Priest Courageous in the AIDs Pastoral Ministry in the 80’s
Henry Bizien, Vancouver, BC
Volume 37 Issue 10, 11 & 12 | Posted: January 4, 2023
A REMEMBRANCE
Father John Horgan: my Priest, my teacher, my friend.
As the fine rain mists the flowers on the tomb of Fr. John, the day after the funeral in the Garden of Gethemani, I can but feel the pain of the separation with which death, so alien to our being, inflicts on us. Yet, here lies my friend.
I recall first seeing him in the rectory of the Cathedral of the Holy Rosary in the mid 80’s. I asked him if he was a new priest. He lowered his gaze and said: “only a deacon.” The humility of his answer struck me as did this wonderful infectious smile, a hallmark of his personality. As an occasional reader at the Cathedral, we met again after his ordination in Rome by Saint John-Paul II.
The promising young priest was moved to St. Paul’s hospital in Vancouver. I followed him in his new function. As the AIDS epidemic bloomed in the late 80’s, this hospital bore the blunt of a generation of young men afflicted by this scourge. Shunned and often abandoned by family and friends afraid of ‘contamination’, the staff noted this new priest often holding the hand of a dying individual in the middle of the night.
After 10 years, he was transferred to Sts. Peter and Paul in Vancouver. He rehabilitated the whole sanctuary, and instilled a new vigour in the congregation. A lover of beauty, the new stain-glass windows are a testament to his love of the Creator. Under his tutelage, many a vocation came to fruition. He skilfully guided my Master’s studies at St. Mark’s College. But the Beast always lies in the darkness. In a pure and zealous effort to help a new priest’ study in Rome, he did some fundraising.

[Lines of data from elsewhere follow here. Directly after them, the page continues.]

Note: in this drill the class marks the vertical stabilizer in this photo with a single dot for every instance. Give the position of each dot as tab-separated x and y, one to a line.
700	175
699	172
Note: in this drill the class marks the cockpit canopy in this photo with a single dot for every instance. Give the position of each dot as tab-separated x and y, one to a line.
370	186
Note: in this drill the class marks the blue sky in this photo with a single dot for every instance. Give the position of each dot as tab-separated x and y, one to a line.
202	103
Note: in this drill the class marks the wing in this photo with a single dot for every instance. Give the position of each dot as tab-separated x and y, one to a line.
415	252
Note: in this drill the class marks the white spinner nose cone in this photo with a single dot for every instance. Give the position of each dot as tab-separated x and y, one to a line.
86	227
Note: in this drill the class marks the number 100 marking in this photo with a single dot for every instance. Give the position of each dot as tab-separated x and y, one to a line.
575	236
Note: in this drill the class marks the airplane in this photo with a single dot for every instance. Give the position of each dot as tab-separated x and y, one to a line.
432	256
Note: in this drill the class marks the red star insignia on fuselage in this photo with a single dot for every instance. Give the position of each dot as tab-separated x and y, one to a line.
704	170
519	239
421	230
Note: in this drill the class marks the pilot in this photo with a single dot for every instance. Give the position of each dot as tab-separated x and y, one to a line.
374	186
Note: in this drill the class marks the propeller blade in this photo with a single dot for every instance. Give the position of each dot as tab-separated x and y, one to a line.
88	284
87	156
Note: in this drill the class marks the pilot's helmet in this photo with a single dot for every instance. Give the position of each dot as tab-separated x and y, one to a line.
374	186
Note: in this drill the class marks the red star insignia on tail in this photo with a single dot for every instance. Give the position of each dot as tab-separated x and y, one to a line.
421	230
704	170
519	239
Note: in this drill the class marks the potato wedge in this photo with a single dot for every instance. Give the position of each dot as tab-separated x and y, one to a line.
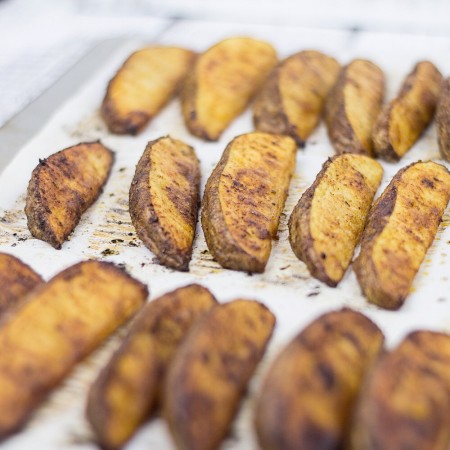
62	321
403	120
328	221
129	387
244	198
353	105
293	97
145	83
405	402
307	397
400	228
224	79
62	187
16	280
210	372
443	120
164	197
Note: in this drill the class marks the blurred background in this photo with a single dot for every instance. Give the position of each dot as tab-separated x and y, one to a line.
41	40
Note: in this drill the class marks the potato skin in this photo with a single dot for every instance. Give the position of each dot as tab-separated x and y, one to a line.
352	107
17	279
210	372
129	387
62	187
244	197
164	197
400	228
62	322
405	402
144	84
326	364
404	119
293	97
224	79
443	120
328	221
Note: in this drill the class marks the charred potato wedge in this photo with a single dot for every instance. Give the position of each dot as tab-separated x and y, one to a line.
164	197
145	83
62	321
400	228
404	119
129	387
210	372
353	106
244	198
62	187
328	221
405	403
326	363
443	120
293	97
222	83
16	281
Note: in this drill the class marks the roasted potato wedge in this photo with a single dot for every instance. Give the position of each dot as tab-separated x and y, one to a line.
224	79
62	187
210	372
308	395
164	197
404	119
353	105
16	280
443	120
244	198
400	228
145	83
328	221
405	402
129	387
62	321
293	97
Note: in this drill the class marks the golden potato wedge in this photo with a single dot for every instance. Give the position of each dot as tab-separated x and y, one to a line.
400	228
244	198
62	321
145	83
293	97
164	197
405	402
17	279
308	395
129	387
328	221
210	372
224	79
62	187
353	105
403	120
443	120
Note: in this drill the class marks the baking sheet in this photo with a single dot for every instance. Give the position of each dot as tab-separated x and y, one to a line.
105	232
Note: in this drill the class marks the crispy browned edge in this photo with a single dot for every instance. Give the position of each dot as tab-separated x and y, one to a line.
377	219
220	242
382	143
137	120
309	434
339	128
302	244
35	209
146	221
443	120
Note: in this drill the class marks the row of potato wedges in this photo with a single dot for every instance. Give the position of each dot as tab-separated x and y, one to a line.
243	200
191	359
289	96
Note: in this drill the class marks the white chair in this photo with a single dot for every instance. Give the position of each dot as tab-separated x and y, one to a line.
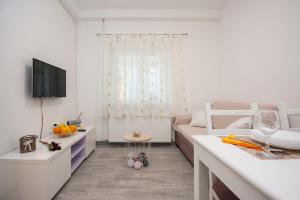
209	114
284	114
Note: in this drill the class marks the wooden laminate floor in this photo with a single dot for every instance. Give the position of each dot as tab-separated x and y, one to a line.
105	175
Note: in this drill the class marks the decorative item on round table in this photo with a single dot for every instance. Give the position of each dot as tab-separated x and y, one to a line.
137	133
130	162
137	165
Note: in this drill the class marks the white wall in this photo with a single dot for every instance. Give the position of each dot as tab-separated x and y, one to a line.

As fate would have it, this individual was embroiled in vile activities, unbeknownst to any one at the time. But a mere association will not prevent scandal in our days anymore than in the witch-hunts of the past, he suffered the innuendoes heroically through it all. The dampness of the climate in North Vancouver at St. Pius X, his next parish, did little to improve what, beyond a solid figure, was a fragile health. The recent transfer to his last parish, a move he wanted out of his great love for Our Lady, revealed a cancer which finally took him. The 14000 books, in many languages of his private library offer a glimpse in mind of the Harvard Graduate, Summa Cum Laude, and many other degrees from Rome, all at the same academic level. This tremendous intellect is reflected in his sermons, online, his book, his work with EWTN, his Chaplaincy to the Knights of Malta, The Knights of the Holy Sepulchre, and many other religious organizations.
But the most telling trait of this intellectual giant is steeped in the humility of his favourite prayer: “Jesus, I want what you want for me.”
My Priest, my thesis advisor, my friend bore many crosses with heroic virtue. Rest in peace, faithful servant, our loss is Heaven’s gain.